For one thing, customers prefer to buy services and software from a startup perceived to have staying power. Valuation hype also creates momentum for companies to embrace new tech standards and to woo the best engineers. These hackers want a shot at getting rich, but also are attracted by working for a celebrated founder at a growing company with products in high demand. According to Thomson Reuters, private internet and software firms raised $18 billion last year, the most since 2001. Flush with cash, the hiring rush is decidedly on.
There are baser motives, too. Tech-land runs in large part on swagger. Valuations provide a scoreboard for everyone to watch. If it takes $1 billion to stay in the conversation, then $10 billion rises above the din.
Greed is a motive that is never far away, either. Late-stage venture capital funds have generated 12 percent annual returns on average over 10 years, according to Cambridge Associates, about 50 percent better than early-stage investments. That has tempted the likes of buyout firm TPG, hedge fund Tiger Global and asset manager T. Rowe Price.
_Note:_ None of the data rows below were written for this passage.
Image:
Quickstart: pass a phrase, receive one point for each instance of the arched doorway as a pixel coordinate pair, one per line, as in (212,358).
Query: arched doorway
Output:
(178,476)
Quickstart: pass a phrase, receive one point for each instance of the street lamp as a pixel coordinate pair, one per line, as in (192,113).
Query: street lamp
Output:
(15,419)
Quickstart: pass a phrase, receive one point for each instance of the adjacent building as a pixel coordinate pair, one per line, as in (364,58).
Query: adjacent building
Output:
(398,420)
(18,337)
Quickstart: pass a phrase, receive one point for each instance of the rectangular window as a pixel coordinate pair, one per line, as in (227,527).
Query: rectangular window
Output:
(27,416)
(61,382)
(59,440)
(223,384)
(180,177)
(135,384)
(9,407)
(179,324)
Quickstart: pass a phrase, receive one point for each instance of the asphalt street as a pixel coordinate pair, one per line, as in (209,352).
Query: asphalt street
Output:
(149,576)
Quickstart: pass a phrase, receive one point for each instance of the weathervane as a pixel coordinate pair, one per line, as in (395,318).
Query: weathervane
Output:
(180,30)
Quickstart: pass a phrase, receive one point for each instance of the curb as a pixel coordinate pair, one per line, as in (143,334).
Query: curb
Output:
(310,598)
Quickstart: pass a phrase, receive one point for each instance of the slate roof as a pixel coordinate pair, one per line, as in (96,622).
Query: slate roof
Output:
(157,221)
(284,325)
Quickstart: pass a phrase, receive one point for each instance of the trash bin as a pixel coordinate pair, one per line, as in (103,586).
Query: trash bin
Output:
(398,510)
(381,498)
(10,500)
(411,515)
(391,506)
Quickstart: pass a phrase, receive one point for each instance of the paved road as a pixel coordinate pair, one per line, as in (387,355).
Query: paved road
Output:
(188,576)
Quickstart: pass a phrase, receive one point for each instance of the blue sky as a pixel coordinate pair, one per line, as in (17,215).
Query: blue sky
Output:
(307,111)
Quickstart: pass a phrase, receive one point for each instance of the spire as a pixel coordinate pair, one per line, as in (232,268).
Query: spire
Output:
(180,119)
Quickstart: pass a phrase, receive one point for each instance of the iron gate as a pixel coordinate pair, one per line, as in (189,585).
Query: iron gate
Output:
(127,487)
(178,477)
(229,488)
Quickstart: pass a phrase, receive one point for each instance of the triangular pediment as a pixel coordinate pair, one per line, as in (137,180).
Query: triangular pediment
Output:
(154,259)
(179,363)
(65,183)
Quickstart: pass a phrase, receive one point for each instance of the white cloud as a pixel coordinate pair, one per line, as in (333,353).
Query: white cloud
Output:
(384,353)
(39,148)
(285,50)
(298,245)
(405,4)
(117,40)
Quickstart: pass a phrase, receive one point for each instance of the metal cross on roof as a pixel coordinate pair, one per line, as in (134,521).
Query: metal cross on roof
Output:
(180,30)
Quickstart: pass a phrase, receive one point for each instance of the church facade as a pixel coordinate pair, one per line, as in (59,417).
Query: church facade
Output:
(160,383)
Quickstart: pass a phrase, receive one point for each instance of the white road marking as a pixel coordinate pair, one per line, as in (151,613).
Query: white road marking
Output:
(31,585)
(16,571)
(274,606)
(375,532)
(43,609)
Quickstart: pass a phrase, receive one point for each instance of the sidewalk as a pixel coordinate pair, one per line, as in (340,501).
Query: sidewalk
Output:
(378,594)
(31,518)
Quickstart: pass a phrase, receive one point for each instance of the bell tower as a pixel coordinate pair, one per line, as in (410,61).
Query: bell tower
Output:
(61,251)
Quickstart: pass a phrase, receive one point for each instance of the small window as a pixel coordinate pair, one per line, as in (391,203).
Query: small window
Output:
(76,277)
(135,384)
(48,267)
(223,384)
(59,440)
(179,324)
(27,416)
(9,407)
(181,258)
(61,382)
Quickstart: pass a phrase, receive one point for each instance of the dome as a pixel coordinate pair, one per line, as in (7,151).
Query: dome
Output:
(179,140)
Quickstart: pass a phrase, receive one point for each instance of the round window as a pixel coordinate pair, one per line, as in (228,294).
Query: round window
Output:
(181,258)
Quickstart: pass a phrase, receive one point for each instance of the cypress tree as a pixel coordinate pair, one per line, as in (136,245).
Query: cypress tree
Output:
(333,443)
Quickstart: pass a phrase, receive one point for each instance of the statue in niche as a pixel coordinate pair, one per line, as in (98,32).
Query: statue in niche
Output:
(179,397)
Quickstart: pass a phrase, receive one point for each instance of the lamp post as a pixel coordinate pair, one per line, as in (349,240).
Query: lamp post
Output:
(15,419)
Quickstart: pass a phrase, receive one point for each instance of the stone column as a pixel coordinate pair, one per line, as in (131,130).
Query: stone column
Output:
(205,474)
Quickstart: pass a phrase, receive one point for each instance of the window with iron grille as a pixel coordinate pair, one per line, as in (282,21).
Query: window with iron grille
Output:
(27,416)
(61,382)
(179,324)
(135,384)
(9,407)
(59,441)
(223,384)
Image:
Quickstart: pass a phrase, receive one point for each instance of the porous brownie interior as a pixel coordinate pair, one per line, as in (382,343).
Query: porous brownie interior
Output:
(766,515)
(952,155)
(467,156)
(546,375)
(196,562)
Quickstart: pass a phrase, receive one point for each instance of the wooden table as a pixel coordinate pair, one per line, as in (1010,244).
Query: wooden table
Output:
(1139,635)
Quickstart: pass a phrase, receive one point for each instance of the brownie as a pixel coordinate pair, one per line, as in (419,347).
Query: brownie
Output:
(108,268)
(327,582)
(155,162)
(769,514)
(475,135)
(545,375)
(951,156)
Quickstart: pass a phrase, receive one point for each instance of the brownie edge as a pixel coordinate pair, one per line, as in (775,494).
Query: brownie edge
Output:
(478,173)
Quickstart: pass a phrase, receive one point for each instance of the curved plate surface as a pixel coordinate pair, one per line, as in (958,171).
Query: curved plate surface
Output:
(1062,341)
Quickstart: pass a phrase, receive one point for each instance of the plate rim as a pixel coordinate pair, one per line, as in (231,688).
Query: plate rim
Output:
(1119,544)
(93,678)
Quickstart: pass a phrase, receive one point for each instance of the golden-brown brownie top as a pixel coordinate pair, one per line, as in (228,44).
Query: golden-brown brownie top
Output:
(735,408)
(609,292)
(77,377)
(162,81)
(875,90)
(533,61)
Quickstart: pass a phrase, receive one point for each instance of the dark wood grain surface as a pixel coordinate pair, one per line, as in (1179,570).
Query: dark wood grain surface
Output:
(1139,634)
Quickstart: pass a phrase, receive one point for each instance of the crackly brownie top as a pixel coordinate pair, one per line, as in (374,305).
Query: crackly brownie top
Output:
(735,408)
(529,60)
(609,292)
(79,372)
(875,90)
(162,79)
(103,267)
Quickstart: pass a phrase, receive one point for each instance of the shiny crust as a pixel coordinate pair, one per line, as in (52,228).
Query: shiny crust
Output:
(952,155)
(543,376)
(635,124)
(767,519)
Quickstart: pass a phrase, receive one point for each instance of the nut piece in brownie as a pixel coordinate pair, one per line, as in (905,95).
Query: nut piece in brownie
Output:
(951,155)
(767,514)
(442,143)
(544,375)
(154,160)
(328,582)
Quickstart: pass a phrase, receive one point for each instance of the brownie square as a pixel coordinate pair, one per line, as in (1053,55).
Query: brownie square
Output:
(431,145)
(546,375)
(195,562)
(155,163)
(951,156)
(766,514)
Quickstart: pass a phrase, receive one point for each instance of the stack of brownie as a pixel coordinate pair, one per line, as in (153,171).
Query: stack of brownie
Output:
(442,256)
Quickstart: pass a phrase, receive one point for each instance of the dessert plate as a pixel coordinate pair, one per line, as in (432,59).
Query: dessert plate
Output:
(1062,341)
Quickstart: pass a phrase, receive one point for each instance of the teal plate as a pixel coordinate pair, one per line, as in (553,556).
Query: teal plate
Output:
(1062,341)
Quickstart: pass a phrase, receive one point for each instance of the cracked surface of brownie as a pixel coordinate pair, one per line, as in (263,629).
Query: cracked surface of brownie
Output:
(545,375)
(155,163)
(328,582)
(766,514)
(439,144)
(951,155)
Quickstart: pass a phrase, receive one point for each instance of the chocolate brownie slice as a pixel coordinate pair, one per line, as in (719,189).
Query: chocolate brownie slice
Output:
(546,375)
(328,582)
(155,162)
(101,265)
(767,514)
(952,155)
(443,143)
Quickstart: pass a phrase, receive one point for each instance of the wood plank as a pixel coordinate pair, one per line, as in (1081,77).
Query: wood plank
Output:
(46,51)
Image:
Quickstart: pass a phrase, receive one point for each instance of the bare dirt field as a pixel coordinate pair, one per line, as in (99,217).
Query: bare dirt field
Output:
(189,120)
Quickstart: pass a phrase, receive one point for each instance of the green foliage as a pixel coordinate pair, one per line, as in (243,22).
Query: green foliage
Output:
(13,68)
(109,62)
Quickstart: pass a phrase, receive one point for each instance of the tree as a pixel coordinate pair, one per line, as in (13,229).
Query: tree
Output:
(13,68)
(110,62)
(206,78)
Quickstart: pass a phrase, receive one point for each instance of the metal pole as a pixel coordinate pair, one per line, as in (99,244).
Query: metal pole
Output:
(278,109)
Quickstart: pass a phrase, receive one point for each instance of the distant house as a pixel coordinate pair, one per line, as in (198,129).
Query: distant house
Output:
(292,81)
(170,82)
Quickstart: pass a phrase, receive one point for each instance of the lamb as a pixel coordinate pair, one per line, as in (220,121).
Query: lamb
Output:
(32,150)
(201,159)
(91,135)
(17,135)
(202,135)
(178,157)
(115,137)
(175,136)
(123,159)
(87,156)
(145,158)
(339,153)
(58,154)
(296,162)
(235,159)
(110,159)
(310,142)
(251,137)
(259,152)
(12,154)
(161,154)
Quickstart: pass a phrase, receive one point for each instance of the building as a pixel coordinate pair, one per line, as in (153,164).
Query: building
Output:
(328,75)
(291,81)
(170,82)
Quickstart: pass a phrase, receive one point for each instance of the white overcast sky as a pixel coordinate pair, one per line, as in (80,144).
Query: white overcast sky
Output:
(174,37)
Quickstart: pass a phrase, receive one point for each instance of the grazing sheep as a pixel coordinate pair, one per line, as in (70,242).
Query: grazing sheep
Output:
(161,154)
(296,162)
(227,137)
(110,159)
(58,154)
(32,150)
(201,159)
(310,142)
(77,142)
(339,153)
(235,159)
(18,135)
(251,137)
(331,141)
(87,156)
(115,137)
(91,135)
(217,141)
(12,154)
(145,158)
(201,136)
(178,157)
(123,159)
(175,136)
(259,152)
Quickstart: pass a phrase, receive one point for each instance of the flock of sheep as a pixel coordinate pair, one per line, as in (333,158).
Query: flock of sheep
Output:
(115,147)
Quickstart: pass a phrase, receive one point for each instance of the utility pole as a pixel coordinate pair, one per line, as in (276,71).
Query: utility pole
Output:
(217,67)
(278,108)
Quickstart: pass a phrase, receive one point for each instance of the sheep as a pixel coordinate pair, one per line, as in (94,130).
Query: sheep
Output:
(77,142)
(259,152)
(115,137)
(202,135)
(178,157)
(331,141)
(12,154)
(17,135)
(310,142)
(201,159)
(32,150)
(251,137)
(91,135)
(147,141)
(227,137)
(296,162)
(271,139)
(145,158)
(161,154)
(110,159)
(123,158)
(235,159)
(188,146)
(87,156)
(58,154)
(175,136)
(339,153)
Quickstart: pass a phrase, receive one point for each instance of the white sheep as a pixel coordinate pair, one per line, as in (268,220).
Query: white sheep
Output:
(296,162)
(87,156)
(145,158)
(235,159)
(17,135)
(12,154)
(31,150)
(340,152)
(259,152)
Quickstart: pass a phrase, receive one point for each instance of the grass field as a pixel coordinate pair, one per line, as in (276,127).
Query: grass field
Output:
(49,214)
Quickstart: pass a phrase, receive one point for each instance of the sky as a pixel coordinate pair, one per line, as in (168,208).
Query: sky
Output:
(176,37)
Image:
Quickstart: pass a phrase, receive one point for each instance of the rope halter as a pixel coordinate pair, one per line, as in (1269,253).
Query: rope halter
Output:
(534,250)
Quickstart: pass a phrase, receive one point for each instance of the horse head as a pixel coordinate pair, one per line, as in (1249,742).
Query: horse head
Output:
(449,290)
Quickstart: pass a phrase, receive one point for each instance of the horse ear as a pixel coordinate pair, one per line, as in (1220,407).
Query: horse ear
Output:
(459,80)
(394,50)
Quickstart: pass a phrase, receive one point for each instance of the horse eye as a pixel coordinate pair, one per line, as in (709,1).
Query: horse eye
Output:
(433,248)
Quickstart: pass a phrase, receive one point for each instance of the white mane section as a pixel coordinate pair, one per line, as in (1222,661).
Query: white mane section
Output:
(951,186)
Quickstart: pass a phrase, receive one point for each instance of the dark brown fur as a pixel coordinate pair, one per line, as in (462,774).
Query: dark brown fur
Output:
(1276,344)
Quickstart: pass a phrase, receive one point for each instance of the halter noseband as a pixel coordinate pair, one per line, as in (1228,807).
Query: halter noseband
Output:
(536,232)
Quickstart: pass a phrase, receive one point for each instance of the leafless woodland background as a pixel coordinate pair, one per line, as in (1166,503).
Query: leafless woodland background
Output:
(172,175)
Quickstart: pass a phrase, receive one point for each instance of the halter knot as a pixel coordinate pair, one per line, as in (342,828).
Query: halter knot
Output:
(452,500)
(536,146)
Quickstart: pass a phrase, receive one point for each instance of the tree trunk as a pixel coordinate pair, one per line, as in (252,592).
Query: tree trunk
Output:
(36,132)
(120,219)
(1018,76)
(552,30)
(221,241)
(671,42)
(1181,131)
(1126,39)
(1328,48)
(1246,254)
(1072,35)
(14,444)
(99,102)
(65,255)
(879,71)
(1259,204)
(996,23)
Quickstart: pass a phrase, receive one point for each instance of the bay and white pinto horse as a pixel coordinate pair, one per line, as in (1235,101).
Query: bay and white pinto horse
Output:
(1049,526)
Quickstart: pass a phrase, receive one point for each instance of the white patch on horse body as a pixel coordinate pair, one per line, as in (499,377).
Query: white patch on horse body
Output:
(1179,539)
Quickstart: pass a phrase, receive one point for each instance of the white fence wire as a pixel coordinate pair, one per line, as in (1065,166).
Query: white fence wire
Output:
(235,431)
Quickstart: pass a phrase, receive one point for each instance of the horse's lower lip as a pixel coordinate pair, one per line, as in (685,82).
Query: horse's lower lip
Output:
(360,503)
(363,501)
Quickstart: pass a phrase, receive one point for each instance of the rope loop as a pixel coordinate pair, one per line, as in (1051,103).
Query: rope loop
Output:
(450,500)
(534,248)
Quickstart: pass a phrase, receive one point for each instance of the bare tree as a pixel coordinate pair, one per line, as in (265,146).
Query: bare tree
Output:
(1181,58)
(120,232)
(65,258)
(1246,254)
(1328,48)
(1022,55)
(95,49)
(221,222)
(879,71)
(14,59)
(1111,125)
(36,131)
For tech firms approaching an IPO, there is an unusual abundance of capital.
The hottest of the bunch, including Dropbox, Airbnb and Palantir Technologies, can squeeze valuations higher still by doling out crumbs. Each of the three sold, or wants to sell, less than a 5 percent stake. The extrapolated valuation rarely will reflect any fundamental analysis or traditional metrics. For founders and early backers, though, it still provides a pretty useful measure.